What is chai Tea ?


If you are cold, tea will warm you. If you are too heated, it will cool you. If you are depressed, it will cheer you. If you are excited, it will calm you.
-William Ewart Gladstone, British 19th century Prime Minister


Chai Tea Cultivation
On a cool morning in the mountains of China, a peasant tea plucker wakes at sunrise to begin her daily task of harvesting tea. She is just one of many pluckers who have gathered in the morning to begin the daily tea harvest. A lingering morning haze protects the delicate leaves of low-lying tea bushes that her experienced hands pass over with care. Only the best quality leaves are acceptable for harvest.
For good quality black or oolong teas, only the bud and the next two leaves are plucked – a process known as "fine plucking," or the "orthodox method." She wears a wide-brimmed hat to shield herself from the intense sunlight. Harvesting is a labor intensive process requiring some skill and our tea plucker moves along slowly and methodically. This is highly repetitive work, but not overly-taxing and she may continue this work until well after turning 60. 

Harvesting lower-quality teas means that more and coarser leaves are plucked as well as the bud. This is known as coarse plucking. Sometimes additional, mature leaves are plucked deliberately to prune the bushes, which enable nutrients to be absorbed by newer leaves.
This is a sight that is familiar to many rural areas in India, China, Africa, and other countries around the world where more than 3,000 varieties of tea are grown. It is best grown at higher altitudes, with frequent, regular rain. Mild and misty mornings are beneficial because they protect the bushes from the burning sun, enabling the plants to develop more slowly.

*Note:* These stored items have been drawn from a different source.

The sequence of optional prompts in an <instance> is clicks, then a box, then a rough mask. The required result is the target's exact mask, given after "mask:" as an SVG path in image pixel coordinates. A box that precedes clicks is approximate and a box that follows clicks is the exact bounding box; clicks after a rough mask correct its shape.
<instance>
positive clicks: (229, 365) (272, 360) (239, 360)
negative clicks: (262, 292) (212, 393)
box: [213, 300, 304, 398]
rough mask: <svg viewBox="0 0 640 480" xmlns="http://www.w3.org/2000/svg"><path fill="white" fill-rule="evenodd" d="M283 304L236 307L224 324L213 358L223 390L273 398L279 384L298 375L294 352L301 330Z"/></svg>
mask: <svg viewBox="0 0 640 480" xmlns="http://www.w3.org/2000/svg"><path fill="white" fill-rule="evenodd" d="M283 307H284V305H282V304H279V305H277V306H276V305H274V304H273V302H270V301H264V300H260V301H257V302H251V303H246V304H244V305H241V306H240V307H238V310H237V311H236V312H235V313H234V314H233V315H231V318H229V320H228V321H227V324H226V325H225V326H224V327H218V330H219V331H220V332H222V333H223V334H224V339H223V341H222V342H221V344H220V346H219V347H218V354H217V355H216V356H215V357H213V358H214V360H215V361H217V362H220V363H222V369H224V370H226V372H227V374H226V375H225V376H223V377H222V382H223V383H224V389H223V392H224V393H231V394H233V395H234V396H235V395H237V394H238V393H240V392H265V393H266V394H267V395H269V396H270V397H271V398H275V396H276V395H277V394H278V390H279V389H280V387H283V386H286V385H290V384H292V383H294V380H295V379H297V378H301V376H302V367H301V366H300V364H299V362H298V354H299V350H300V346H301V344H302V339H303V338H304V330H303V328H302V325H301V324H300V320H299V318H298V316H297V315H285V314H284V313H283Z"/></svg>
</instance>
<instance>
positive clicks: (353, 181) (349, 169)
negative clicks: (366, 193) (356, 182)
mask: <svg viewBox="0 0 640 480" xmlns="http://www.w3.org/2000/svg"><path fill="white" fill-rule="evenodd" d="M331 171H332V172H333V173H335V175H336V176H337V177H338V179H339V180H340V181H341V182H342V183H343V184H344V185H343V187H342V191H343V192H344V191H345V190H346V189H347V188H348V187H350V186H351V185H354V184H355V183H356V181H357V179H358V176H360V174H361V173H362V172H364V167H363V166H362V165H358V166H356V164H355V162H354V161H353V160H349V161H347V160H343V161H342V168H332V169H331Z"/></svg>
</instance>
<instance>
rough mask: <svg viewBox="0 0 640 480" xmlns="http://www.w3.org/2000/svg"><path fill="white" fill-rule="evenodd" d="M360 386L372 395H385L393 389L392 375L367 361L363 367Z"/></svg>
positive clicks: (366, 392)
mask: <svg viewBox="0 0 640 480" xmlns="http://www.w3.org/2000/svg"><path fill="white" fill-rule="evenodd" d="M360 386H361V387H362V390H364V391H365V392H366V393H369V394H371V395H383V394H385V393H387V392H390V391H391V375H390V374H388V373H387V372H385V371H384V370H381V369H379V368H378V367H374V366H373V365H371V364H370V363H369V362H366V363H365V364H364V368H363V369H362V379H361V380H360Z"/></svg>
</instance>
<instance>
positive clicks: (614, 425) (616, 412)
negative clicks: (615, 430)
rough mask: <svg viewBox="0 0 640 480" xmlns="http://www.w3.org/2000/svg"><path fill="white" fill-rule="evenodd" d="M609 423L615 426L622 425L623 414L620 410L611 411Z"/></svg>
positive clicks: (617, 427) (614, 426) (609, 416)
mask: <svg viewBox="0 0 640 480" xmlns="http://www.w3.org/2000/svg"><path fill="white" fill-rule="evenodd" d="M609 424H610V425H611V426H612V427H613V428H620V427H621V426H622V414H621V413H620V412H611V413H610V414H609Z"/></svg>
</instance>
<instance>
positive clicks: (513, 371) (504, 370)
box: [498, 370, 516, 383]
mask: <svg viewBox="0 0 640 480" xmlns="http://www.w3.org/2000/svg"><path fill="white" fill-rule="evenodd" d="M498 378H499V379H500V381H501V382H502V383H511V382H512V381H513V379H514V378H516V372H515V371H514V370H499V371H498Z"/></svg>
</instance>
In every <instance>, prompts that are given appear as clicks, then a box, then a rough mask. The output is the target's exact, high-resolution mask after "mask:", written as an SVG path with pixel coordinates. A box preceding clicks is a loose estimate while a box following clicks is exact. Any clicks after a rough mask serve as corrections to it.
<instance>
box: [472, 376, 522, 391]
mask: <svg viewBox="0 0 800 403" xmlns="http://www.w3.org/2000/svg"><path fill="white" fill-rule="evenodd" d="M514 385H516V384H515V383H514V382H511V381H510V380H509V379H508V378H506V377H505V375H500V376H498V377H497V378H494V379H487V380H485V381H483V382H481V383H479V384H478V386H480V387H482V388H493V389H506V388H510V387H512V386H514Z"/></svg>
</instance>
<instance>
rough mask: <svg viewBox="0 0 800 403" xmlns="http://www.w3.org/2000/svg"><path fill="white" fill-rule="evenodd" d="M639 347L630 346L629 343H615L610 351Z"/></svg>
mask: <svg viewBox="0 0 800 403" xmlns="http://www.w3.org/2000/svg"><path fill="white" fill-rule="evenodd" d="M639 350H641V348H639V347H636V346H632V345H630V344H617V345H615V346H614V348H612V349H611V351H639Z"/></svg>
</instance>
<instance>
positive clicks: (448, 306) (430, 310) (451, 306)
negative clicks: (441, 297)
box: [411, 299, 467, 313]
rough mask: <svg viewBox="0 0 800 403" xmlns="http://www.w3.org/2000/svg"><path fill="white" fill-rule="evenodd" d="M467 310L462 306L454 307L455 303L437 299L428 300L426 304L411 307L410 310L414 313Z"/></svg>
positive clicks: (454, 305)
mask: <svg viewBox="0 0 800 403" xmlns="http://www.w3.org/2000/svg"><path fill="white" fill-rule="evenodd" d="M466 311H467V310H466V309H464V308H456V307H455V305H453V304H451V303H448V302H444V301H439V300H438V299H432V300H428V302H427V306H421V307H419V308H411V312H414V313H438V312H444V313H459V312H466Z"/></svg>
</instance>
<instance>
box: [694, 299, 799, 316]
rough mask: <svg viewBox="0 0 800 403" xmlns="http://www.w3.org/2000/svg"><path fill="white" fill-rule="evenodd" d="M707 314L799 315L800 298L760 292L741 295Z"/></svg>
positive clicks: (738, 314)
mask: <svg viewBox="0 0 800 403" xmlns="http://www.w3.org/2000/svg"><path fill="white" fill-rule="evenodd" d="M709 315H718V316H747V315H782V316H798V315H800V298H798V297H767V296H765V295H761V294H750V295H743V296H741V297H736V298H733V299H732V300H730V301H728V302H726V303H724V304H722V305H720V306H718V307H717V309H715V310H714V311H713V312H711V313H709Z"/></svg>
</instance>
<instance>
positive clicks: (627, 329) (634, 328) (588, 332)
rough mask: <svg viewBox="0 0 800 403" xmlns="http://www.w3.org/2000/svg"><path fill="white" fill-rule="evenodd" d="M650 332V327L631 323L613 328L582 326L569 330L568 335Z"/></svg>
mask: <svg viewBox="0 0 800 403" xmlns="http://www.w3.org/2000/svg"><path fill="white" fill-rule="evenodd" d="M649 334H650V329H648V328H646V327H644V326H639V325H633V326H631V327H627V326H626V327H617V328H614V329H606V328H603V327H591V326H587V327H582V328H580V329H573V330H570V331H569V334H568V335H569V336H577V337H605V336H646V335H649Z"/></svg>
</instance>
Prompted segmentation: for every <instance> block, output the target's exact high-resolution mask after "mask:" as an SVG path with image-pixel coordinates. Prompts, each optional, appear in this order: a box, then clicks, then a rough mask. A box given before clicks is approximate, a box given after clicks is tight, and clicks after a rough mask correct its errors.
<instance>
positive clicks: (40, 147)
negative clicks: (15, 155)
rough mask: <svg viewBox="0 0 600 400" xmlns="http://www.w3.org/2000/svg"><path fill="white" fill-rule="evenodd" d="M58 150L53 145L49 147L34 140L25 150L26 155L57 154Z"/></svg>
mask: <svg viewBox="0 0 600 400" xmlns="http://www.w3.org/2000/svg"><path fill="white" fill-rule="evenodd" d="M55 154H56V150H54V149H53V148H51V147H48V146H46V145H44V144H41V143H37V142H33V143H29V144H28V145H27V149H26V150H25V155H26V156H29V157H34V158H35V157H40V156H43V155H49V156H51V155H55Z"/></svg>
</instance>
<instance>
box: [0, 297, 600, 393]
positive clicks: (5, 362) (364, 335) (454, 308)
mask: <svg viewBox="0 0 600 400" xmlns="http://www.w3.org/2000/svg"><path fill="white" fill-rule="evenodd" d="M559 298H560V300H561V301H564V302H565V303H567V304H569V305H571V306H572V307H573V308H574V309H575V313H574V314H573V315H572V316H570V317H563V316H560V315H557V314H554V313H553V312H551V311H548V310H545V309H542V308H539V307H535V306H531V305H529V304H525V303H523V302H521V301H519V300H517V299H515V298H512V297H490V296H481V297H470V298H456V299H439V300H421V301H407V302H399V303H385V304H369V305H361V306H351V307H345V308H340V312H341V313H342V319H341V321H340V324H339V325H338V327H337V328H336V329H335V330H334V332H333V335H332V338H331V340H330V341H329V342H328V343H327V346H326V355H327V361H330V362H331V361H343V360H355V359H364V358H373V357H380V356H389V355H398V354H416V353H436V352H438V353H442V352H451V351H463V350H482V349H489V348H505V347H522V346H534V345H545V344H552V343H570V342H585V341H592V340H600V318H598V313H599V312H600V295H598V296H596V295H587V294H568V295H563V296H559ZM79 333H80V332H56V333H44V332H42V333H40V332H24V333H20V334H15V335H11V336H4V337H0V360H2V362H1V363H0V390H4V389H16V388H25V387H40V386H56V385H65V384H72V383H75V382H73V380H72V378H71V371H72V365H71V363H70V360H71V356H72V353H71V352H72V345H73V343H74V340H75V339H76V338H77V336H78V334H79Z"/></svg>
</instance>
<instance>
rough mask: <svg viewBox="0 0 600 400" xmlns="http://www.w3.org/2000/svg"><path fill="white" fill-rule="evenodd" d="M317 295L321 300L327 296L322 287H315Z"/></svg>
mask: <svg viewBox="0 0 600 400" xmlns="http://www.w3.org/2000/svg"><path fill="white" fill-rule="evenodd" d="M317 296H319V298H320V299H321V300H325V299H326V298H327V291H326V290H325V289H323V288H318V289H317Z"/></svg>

An average tea bush will typically produce about 3,000 tea leaves each year, which becomes approximately one pound of ready-to-brew tea.

Our plucker carefully fills her baskets with the leaves. Once full, baskets are inspected for quality and dispatched to a tea processing factory. Different methods of processing raw tea leaves produce different tea varieties. As soon as they are picked, fresh green tea leaves begin to oxidize and wither if they are not dried. How that process is managed and controlled determines the type and nature of the tea produced.
Plucking by hand is reserved for only high-quality teas these days; modern technology harvests and processes most lower-quality teas now.